I’m rapidly coming to the conclusion that it may be better for my health to buy vegetables in the supermarket.

Our ‘huerto’, miniscule by comparison to those of our neighbours, is beginning to turn into a real labour of love, and nothing has started growing yet!

We asked Miro and Elena for a lesson in potato planting and they suggested that we go down and ‘watch’ as they planted their 50kg worth. Amanda donned her expensive wellies (a leaving present from her work) and her floppy hat, and we walked down the hill in the blazing sunshine to join the aforementioned neighbours, Elena’s brother, her niece, and her grandniece. A sociable strong coffee later and we were carrying everything we needed down the field while Miro started up his spotless vintage tractor.

huerto_potato

Before joining in, we watched the ‘crack team’ of potato planters get to work, witnessing their decades of experience brought to bear on what later turned out to be around 800 seed potatoes each expertly cut into two or three pieces designed to get the best crop possible. With yield being approximately 25kg of potatoes to every 1kg of seed potatoes their harvest is likely to be over a tonne and a quarter, all for their own consumption. Now I like potatoes, but that seems a bit crazy.

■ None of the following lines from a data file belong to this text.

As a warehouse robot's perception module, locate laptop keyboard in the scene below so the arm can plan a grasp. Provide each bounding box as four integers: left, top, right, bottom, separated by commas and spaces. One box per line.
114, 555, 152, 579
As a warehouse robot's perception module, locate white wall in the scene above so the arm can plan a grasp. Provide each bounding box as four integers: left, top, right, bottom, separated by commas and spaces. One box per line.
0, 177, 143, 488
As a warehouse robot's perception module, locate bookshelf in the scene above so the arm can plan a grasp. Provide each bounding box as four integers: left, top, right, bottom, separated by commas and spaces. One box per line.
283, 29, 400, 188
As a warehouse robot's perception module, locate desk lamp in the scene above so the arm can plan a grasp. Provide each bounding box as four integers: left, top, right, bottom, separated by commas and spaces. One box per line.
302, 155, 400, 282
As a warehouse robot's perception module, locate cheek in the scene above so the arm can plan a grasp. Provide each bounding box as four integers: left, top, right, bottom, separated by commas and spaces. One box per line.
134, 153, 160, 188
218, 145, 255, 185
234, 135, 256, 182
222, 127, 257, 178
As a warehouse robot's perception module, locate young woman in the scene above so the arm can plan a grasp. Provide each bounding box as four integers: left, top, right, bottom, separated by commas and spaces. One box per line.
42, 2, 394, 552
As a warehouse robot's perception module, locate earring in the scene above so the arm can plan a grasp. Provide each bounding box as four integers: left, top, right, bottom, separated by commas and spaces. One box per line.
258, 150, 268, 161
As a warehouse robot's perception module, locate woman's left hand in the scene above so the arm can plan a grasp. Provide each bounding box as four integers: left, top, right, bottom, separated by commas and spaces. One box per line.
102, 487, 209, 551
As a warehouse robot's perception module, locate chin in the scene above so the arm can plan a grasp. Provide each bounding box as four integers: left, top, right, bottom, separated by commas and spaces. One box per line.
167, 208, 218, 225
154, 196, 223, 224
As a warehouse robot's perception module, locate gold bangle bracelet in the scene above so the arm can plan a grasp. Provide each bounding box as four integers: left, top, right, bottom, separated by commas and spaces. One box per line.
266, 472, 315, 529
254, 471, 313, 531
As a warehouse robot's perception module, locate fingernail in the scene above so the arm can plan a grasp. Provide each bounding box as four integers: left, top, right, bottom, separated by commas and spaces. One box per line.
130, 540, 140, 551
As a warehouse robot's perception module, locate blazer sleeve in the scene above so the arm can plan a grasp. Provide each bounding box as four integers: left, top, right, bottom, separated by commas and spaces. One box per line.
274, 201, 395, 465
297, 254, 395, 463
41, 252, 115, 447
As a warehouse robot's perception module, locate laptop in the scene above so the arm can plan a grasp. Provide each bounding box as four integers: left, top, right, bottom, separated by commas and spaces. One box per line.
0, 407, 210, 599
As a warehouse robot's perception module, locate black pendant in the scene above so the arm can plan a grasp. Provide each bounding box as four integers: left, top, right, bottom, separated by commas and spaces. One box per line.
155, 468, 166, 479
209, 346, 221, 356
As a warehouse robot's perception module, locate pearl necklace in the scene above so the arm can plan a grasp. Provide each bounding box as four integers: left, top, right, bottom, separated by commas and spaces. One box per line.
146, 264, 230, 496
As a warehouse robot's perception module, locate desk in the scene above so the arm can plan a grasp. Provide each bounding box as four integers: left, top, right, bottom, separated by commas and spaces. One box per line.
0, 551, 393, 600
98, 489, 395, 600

It was a great learning experience, despite Elena constantly correcting our erroneous planting, each time contradicting her previous advice. Miro never left his tractor seat from driving it out of his barn to putting it back, that guy knows how to farm in luxury.

Doing is the best form of learning, so now we knew what to do, and despite not having a tractor I felt happy that we could plant our 12kg of seed potatoes (yield about a quarter of a tonne) in an afternoons back-breaking work with a garden fork and a few hands full of manure.

But while having a post-potato beer, Miro told us that he’d bring his tractor the following day and that as he ploughed Elena would help us plant our potatoes.

At 10:30 the following morning we took just under an hour to put in five, twenty-five metre long, rows and despite Elena thinking we may not have enough and offering to go and get us some more of hers, we felt that it was a job well done.

She’s since been back and shown us the ropes in terms of planning lettuce (just throw the seed onto some raked ground and rake over the top), leeks (just throw the seed onto some raked ground and rake over the top), broccoli (just throw the seed onto some raked ground and rake over the top), and green beans (just throw the seed onto some raked ground and rake over the top).

There is much more skill in planting the onions, cauliflower plants, lettuce plants, brussel sprout plants and pepper plants. After watching her two pronged hoe technique I had to go to the local ferretería and buy one for myself. We’ve since added radishes and carrots (two varieties) and are just waiting for the tomato and chilli plants to mature sufficiently for them to be planted out. Then all that needs to happen is for nature to take its course.

In the space of fifteen days we’ve gone from a meadow, to around 200 square metres of ‘huerto’ which I never thought we’d get anywhere near filling, to an almost industrial scale market garden.

But I still don’t know how we are going to eat 250kg of potatoes.